REKLAMA

Sony A7C II i A7CR. Małe aparaty jeszcze nigdy nie były tak potężne - test

W moje ręce wpadła dwie ciekawe nowości z rynku foto. Oto Sony A7C II i A7CR, czyli malutki pełne klatki, które mają wiele do zaoferowania. Mimo że początkowo nie byłem do nich entuzjastycznie nastawiony, to moje końcowe wnioski, aż mnie zaskoczyły. 

Sony A7C II i A7CR
REKLAMA

Sony A7C II i A7CR - co łączy te aparaty?

REKLAMA

Na pierwszy rzut oka łączy je wszystko, ale to tylko pozory. Oba aparaty mają identyczny korpus, wizjer, ekran, gniazda, akumulator, systemy AF, stabilizacji matrycy i procesory. 

Korpus równie mały i lekki, ale z lepszą ergonomią

Korpus zachowuje identyczną filozofię jak u poprzednika. Jest mały, zgrabny, ale całkiem przyjemny w obsłudze. Nowe aparaty Sony A7C II i A7CR, są o 20 g cięższe niż A7C (525 g), oraz o 3,5 mm wyższe. W praktyce zatem nie odczujemy tych zmian. 

Poza tym jest większy, głębszy, pokryty klasycznym tworzywem sztucznym grip, dzięki czemu aparat dużo lepiej leży w dłoniach. W A7C grip był dosyć oszczędny, malutki i śliski. 

Kiedy spojrzymy na górę aparatu, widać nową dźwignię przy spuście: przełącznik trybu foto, wideo oraz S&Q. To praktyczne usprawnienie, bo możemy zmieniać bardzo szybko tryby foto i wideo jedną dłonią bez odrywania drugiej ręki. Tryby szybko się przełączają, zatem zmiana na plus. 
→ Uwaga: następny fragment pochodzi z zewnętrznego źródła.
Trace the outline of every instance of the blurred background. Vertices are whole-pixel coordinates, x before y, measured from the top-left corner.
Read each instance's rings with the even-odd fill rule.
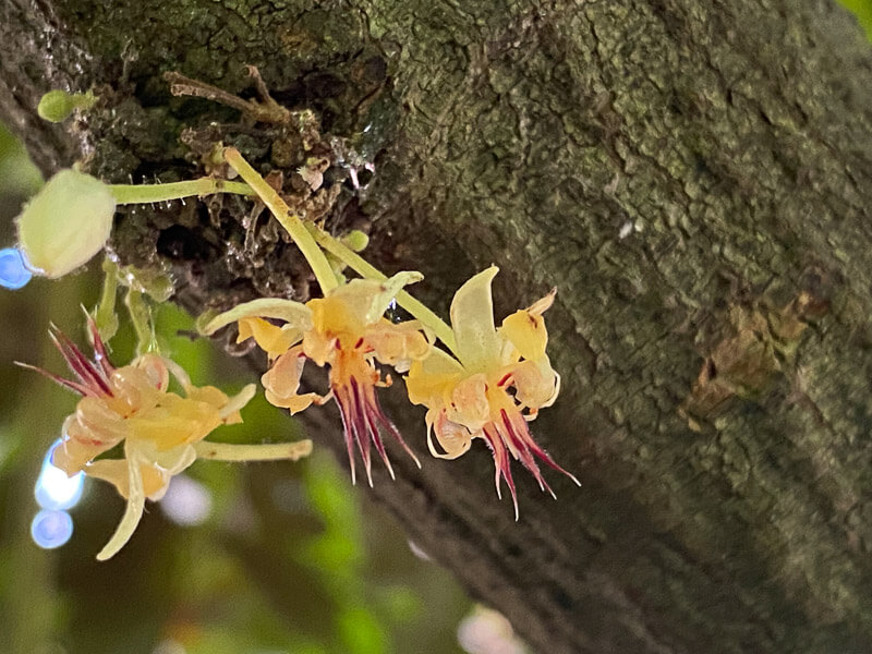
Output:
[[[14,243],[13,218],[41,183],[0,126],[0,247]],[[10,255],[0,252],[0,278],[19,286]],[[315,453],[296,463],[194,463],[148,502],[128,546],[98,562],[124,502],[48,463],[78,398],[13,362],[66,376],[49,323],[88,352],[81,306],[97,303],[101,279],[95,258],[58,281],[0,288],[0,653],[524,652],[499,615],[473,606],[351,486],[317,435]],[[111,347],[123,365],[135,338],[120,303]],[[195,384],[230,393],[255,380],[207,340],[179,336],[193,322],[173,305],[159,305],[156,323],[161,351]],[[263,395],[243,416],[214,437],[304,437]]]
[[[872,0],[843,0],[872,35]],[[0,125],[0,247],[43,183]],[[0,277],[12,275],[0,254]],[[4,266],[7,266],[4,268]],[[94,558],[123,500],[108,484],[68,480],[47,463],[77,398],[22,361],[65,371],[49,322],[85,343],[80,305],[99,295],[99,264],[59,281],[0,288],[0,653],[10,654],[523,654],[498,614],[351,486],[326,451],[298,463],[199,461],[173,480],[124,549]],[[134,336],[121,314],[119,364]],[[195,384],[235,392],[251,373],[204,340],[170,304],[156,315],[162,350]],[[239,443],[302,438],[258,396]]]

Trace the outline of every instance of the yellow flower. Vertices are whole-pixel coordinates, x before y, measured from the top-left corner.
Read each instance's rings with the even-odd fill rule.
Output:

Spust migawki jest wyraźnie większy i też lepiej chodzi. Z przodu dodano tarczę, czyli element wręcz podstawowy dla większości współczesnych aparatów. 

Cały tył zachował podobny układ, ale przyciski są bardziej wypukłe, lepiej wyczuwalne i dostosowane do innych nowych aparatów Sony. 

W kwestii złącz bez zmian, ale ich rozmieszczenie jest dużo lepsze. To układ identyczny jak w ZV-1 czy innych nowych aparatach Sony. Pod precyzyjnymi klapkami, znajdziemy pojedynczy slot na kartę SDHC, USB-C, złącze mikrofonu i słuchawek, oraz mikro HDMI. Złącza są tak ułożone, że kable nie zasłaniają podglądu na ekranie. W poprzedniku niestety było to rozwiązane jeszcze w stary sposób i tam kable mogły nam przeszkadzać.

Nie można zapomnieć o dwóch bardzo ważnych elementach każdego nowego aparatu, czyli ekranie oraz wizjerze. Oba są niemal identyczne jak w poprzedniku, czyli mocno przeciętne. 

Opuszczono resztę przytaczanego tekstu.